FIG. 1 is a schematic diagram showing a case where an embodiment of a display object observation device according to the present invention is applied to a single-lens reflex camera.

FIG. 2 is a perspective view showing an embodiment of the display object observation device according to the present invention.

FIG. 3 is a plan view showing an example of a viewfinder display according to an embodiment of the display object observation device according to the present invention.

FIG. 4 is a side view showing an observation screen used in an embodiment of the display object observation apparatus according to the present invention.

FIG. 5 is a perspective view showing a viewing screen used in an embodiment of the display viewing device according to the present invention.

FIG. 6 is a side view showing another embodiment of the display object observation device according to the present invention.

FIG. 7 is a perspective view showing another embodiment of the display object viewing device according to the present invention.

FIG. 8 is a diagram showing a conventional example of a display observation device that displays a distance measurement area.

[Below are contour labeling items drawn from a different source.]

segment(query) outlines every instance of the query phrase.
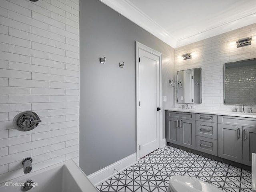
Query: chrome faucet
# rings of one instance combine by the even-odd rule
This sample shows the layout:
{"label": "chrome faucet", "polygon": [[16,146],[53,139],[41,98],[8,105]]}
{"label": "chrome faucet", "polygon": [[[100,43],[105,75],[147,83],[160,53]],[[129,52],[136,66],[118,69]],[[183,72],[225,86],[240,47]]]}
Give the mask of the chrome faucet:
{"label": "chrome faucet", "polygon": [[185,104],[186,106],[186,109],[188,108],[188,103],[185,103]]}
{"label": "chrome faucet", "polygon": [[245,113],[245,112],[244,112],[244,105],[242,105],[241,107],[242,108],[242,112]]}
{"label": "chrome faucet", "polygon": [[22,162],[23,172],[24,174],[28,173],[32,170],[32,161],[33,160],[30,157],[24,159]]}

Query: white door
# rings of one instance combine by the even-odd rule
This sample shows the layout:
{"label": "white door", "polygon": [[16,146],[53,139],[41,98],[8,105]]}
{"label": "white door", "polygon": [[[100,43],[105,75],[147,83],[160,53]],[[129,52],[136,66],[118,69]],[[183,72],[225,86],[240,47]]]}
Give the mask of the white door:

FIG. 9 is a diagram for explaining the structure around the mount of the AF single-lens reflex camera.

[Explanation of symbols]

1 Camera body 2 Lens barrel 2a Convex part 2b Contact 2c Lens CPU 3 Photographic lens 4 Movable half mirror 5 Observation screen 5a Matte surface 5b Fresnel lens 6 Pentaprism 7 Eyepiece 8 Movable mirror 10 Photometric element 20 Light source 21 Lighting window 22 Prism 23 LCD shutter 24, 34 Display body 24M display mirror surface 100 CPUs 101,102 driver 103 Selection switch

Claims (4)

[Scope of utility model registration request] 1. A display observation device in which a plurality of focus detection display bodies are formed on a matte surface of an object observation screen and are selectively illuminated for observation, comprising: an illumination means for irradiating illumination light; and a natural light source. a lighting window for letting in light; a light guiding member for guiding light from the illumination means and the lighting window to the forehead of the pentaprism; and a selection for selectively transmitting light from the light guiding member into the pentaprism. It is characterized by comprising a transmitting means and a plurality of display bodies each having a mirror surface formed on the matte surface at an angle such that a part of the irradiated light transmitted through the selectively transmitting means is guided to an eye point. display observation device. 2. The display object observation apparatus according to claim 1, wherein the illumination means is turned on when the outside light measured by the photometry means becomes less than a preset brightness. 3. The display object observation apparatus according to claim 1, wherein the selective transmission means is a display outside the viewfinder field of view. 4. The selective aperture means is characterized in that when displaying outside the viewfinder field of view, the transmission area is made smaller than when displaying within the viewfinder field of view.
The display object observation device according to claim 3.